Samstag, 6. April 2013

[Mini-Rezension] Rubinrotes Herz, Eisblaue See von Morgan C. Rogers



Autorin: Morgan C. Rogers
Taschenbuch: 432 Seiten
Verlag: Knaur TB (1. Dezember 2011)
Sprache: Deutsch
ISBN-10: 3426509563

Inhalt laut amazon: Ein Fischerdorf in Maine in den sechziger Jahren. Hier lebt die junge Florine geborgen bei ihren Eltern und Großeltern – bis ihre geliebte Mutter Carlie von einem Tag auf den anderen verschwindet. Auf einmal ist für Florine nichts mehr wie vorher, alle Nachforschungen führen ins Nichts, und die Frage, ob Carlie tot ist oder freiwillig ihr Zuhause verließ, wird Florine in den nächsten Jahren nicht mehr loslassen.
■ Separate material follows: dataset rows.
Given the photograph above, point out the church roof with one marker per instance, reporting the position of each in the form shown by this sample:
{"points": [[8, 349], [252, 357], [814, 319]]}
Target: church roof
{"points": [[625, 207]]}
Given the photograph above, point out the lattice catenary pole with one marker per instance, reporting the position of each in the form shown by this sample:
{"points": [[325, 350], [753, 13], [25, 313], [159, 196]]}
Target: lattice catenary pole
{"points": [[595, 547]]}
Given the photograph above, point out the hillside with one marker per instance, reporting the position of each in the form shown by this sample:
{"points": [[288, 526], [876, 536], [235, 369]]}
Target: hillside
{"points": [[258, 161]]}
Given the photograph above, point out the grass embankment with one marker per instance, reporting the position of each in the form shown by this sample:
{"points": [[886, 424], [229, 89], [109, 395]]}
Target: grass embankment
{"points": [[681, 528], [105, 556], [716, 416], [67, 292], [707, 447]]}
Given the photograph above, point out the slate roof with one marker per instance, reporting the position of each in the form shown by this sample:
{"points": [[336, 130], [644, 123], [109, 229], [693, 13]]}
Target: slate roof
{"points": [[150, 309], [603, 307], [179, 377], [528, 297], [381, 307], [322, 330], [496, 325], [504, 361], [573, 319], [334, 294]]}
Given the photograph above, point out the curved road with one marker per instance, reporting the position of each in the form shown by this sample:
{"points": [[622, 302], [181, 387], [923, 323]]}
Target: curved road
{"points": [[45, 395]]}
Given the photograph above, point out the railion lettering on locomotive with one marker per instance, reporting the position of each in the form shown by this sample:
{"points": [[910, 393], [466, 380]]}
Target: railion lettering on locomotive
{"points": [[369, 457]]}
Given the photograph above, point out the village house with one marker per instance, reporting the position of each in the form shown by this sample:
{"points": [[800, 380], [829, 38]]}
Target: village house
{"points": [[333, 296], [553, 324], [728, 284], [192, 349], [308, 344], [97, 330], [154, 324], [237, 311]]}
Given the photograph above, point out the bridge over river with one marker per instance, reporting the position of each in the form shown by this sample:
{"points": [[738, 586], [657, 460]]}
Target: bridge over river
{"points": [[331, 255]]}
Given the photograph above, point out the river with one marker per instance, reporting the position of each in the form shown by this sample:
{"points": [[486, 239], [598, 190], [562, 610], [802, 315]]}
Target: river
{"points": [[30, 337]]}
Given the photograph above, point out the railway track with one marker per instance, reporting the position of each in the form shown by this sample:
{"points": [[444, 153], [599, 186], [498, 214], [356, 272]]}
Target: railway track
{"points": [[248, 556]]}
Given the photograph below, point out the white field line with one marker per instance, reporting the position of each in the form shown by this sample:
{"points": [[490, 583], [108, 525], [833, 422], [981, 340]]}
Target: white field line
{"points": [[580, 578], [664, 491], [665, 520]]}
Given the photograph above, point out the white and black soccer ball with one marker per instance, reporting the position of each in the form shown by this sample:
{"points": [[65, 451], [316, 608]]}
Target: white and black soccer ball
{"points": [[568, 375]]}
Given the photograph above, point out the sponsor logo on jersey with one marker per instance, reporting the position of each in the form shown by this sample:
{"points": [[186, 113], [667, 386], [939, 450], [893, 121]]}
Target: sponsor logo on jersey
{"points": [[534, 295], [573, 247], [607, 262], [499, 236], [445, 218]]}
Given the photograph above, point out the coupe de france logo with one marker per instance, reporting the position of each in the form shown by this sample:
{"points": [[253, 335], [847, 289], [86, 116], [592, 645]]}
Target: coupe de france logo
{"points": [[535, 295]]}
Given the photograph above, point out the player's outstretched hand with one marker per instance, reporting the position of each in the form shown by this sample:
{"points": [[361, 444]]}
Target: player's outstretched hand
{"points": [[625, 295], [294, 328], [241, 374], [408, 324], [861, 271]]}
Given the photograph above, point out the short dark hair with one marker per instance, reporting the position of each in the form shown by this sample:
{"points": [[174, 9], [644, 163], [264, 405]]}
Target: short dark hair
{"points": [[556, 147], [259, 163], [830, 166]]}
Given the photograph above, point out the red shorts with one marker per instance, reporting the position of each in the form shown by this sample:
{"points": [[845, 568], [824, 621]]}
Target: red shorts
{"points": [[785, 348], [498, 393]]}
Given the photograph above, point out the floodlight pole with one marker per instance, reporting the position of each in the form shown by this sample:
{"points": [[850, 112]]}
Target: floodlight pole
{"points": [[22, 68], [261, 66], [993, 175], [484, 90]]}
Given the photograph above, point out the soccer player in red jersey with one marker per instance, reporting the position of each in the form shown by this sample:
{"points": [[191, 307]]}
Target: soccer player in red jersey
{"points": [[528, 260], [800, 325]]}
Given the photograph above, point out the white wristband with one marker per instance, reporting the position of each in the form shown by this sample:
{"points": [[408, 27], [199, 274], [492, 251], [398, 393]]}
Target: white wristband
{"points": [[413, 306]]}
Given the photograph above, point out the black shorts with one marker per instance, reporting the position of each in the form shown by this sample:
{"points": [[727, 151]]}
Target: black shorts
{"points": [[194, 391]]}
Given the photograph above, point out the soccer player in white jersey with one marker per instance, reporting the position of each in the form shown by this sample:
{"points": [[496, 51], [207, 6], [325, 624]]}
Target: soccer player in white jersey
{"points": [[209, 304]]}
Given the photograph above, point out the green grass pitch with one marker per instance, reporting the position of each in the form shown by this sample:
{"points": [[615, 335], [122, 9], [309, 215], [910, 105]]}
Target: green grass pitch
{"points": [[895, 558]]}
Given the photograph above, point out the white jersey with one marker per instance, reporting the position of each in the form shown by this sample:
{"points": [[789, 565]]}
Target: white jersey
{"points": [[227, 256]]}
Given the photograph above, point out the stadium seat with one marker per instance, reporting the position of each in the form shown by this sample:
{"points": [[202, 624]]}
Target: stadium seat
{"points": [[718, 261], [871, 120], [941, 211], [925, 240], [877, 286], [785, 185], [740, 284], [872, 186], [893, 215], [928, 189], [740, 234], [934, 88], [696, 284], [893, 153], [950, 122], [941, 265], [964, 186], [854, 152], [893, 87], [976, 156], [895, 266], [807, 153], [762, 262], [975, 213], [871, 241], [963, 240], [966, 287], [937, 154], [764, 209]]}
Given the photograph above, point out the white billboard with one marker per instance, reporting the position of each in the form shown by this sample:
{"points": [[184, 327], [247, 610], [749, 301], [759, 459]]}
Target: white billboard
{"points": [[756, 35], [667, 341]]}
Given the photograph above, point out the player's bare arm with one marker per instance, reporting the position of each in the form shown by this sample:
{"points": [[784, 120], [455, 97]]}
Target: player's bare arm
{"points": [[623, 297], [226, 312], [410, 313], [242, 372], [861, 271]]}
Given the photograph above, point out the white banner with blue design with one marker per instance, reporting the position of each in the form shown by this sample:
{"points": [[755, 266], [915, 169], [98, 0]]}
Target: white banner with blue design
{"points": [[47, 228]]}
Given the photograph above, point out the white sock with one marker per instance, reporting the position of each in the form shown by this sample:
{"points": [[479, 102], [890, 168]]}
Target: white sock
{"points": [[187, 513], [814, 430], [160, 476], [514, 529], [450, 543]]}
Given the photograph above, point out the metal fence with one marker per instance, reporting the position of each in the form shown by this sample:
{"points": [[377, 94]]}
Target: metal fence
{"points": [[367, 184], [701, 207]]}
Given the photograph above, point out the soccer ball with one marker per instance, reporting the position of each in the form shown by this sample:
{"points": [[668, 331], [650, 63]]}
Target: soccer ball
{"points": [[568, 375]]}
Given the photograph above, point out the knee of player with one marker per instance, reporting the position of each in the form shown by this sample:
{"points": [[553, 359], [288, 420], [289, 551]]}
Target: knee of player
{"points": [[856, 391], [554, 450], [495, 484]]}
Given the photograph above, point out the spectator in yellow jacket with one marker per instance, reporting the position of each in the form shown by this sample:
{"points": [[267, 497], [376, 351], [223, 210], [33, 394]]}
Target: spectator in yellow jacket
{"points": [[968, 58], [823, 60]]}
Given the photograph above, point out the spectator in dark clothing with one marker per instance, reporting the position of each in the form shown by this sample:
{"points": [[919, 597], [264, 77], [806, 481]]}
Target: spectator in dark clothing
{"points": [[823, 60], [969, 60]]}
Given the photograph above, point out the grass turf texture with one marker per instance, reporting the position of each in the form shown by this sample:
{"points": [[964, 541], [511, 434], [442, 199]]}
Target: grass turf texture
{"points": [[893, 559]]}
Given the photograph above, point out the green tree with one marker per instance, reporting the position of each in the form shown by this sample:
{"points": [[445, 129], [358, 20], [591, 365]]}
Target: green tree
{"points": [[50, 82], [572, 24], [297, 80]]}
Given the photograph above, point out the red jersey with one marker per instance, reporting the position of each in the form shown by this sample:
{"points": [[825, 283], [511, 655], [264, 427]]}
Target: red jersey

Dass das Leben um sie herum weitergeht, empfindet sie als Zumutung: Ihr Vater nähert sich seiner Jugendliebe wieder an, ihre Großmutter altert zusehends, und ihr bester Freund interessiert sich nur noch für seine neue Freundin. Anrührend und schlagfertig erzählt Florine vom Erwachsenwerden und davon, was es heißt, sich selbst treu zu bleiben.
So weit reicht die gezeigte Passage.